Huggies and OHBaby! get out the tracing paper for personalised magazines campaign

As Tequila\’s creative director Ross Howard wrote in a past issue of NZ Marketing, there’s a fine line between creative theft and creative inspiration. And a recent release from Kimberley-Clark’s Huggies brand about a campaign offering new parents personalised OHBaby! magazines got us wondering about the rather thorny issue of creative IP. 

Starting March 19, parents can create their newborn baby’s own magazine cover at www.huggies.co.nz and have it sent out. The memento, which also celebrates the 20 year anniversary of Huggies’ support for Plunket and the $6.2 million it has donated in that time, comes complete with a list of 2012 memorable events to recall the year of the baby’s birth and spaces for parents to record their baby’s own personal milestones.

“Babies grow and change so quickly and the opportunity to capture the earliest memories in photos and in words is fleeting,” says Geeta Uka of Huggies. “So we thought we’d help families create a special keepsake and celebrate their newborns in a unique way.”

It’s a good idea. But unique is pushing it. ACP, Special Group, Naked and Salt Interactive did almost exactly this for ecostore in Little Treasures magazine last year. It was very popular, well-publicised and fairly well-awarded, so playing the ‘we didn’t know’ card would be difficult to swallow.

Accusations are regularly levelled at agencies for the supposed ripping-off of existing ideas when similarities are found. So is it wrong to copy? Or is originality over-valued?

We’ll leave it to Howard to try and clear that one up:

The late, great Steve Jobs infamously quoted Picasso during an interview in 1994, when he said ‘Good artists copy; great artists steal’. And in many ways the statement became more synonymous with the founder of Apple than with the great Spaniard

… In the context of advertising, the notion of ‘copying’ is also a poignant, and frequently discussed topic. It lives, breathes and survives on the intellectual property generated by planners and creatives (and anyone else inside the agency building with a good idea).
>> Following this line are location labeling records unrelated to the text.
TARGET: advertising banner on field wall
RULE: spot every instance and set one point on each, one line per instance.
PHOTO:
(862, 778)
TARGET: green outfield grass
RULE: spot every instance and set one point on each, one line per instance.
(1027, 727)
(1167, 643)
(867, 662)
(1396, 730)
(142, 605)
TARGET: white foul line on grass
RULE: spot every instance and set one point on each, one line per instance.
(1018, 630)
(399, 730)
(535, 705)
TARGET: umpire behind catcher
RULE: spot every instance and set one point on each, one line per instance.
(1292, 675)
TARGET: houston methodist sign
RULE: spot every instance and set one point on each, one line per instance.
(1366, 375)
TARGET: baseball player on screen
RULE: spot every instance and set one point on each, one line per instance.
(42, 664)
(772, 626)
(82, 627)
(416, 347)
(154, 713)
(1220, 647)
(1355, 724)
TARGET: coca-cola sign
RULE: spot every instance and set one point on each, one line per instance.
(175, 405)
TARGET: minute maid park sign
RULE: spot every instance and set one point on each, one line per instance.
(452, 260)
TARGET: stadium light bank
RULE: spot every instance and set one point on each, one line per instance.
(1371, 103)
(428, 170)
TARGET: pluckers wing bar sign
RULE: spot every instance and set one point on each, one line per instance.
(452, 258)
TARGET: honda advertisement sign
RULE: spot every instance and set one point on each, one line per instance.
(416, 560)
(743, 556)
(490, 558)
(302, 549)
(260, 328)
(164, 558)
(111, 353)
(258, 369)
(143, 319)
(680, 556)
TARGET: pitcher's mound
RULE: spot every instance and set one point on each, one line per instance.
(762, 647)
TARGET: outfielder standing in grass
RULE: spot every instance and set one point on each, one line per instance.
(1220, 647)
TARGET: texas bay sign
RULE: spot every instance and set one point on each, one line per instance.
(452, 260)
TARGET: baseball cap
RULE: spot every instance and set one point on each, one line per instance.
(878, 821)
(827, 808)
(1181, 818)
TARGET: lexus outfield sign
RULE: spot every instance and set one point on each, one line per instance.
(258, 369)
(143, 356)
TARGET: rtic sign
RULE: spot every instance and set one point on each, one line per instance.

Firstly, let’s first put forward the view that we are all products of our environment. Even when we are deliberately trying to think of something completely new, at a subconscious level we imbue our work and ideas with the cultural ingredients that we have consumed in our lives.

Also, as professionals operating in a social and cultural landscape, we deliberately leverage cultural references to speak to our audiences. Sometimes this might be using colloquialisms in copy, an art direction that is aligned with a sub-culture, or a theme or narrative style that is similar to another.

When we do this overtly, to the point that we want the audience to make the connection, we call this homage. When we want the connection to be an amusing one, it becomes parody. When we attempt to deliberately conceal this, or fail to acknowledge it, we run the risk of being accused of stealing or ripping off a reference point.

… Copying isn’t bad as an exercise, but it’s bad as an outcome. If you’ve copied something, you haven’t actually come up with an idea to arrive at it, you probably just researched, or Google searched it. Literally anyone can copy. Knowing what is worth copying is of meagre value and can’t sustain or build our industry.

Stealing, however, makes the property yours, and whilst in most cases the ethics of stealing are regarded as poor, in this context it means something different.

How do you make an idea yours? By applying enough change and influence on how you transformed the idea so it can be regarded as original. This is most easily done by either combining ideas together, or by changing the context in which an idea can operate.

A song may inspire some copy, a famous painting may provide the perfect colour pallet for a new design and an idea in a brainstorm may morph into another brief and provide a completely new approach. This notion of stealing is what so much of the progress of the world has been predicated upon. I won’t even bother with Newton’s “shoulders of giants” quote, other than to note it was paraphrased from someone else.

So whilst we all should sample culture, the question that we must constantly ask ourselves is “do we own the creative product we’re giving our clients”, or did we just “borrow it”.

Let us know what you think. Copying or stealing? Above board or underhanded?